Other tools that can help you to think beyond the short term in your negotiation include:
- Game Theory – this will help you to anticipate your "opponent's" possible behaviors and reactions, and so refine your approach.
- The Decision Matrix Analysis – use this to weight the factors that are most important to you in your particular situation, and to rate your options numerically against them.
- The 10 Cs of Supplier Evaluation – this encourages you to look beyond just price to determine who offers the best fit for your needs and values.
- The Conflict Layer Model – this can help you to establish your position, interests and needs.
Lastly, why not download and work through our Bite-Sized Training™ session on negotiation, to improve your negotiating skills.
Increase Your Chances
No matter how prepared you are, or how carefully you follow your chosen approach, you'll need to draw on a range of soft skills to finally win the other party over.
As you might expect, you'll need to be assertive, but remember to listen too! And strike a balance between emotion and logic. The Persuasion Tools Model will help you here, by matching your level of intuition with your more conscious influencing capabilities.
You might be facing a panel of people or facilitating a group, rather than having a one-on-one meeting, so there'll be other dynamics to keep in mind, too. But if you're not feeling too confident, focus on building a strong relationship with the other participants rather than on giving a brilliant performance. Whoever you're dealing with, you'll likely get a better outcome if you can build trust with them. After all, no one wants to risk being taken advantage of in a deal.
Keep on track despite any nerves by avoiding the most common mistakes of negotiation, and by understanding the Dos and Don'ts of Persuading. Knowing what to avoid is often just as important as remembering the best practices to follow!
Negotiation happens in all areas of life, not just during set-piece business deals.
Be thoroughly but appropriately prepared when you enter into a negotiation. Choose your negotiating style based on your goals and the kind of relationship that you want with the other party in the future.

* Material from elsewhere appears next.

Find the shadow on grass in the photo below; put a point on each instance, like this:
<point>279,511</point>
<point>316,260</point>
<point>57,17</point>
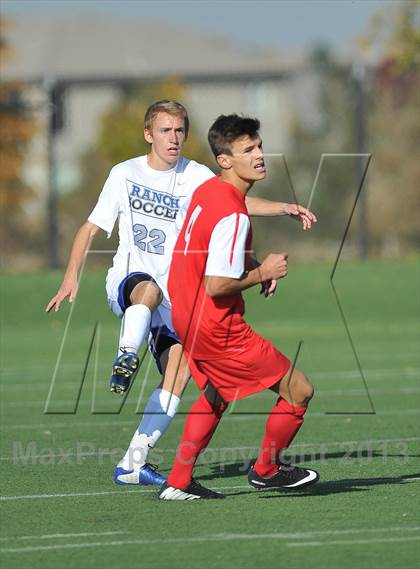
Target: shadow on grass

If you're expecting to interact with her after the deal, aim for a mutually acceptable, or win-win, outcome through integrative negotiation. But be prepared for a less balanced outcome, through distributive negotiation, if you don't.
Keep some alternative but acceptable outcomes in mind – these will take a lot of the pressure off your performance. And remember to use your other communication skills to increase your chances of success.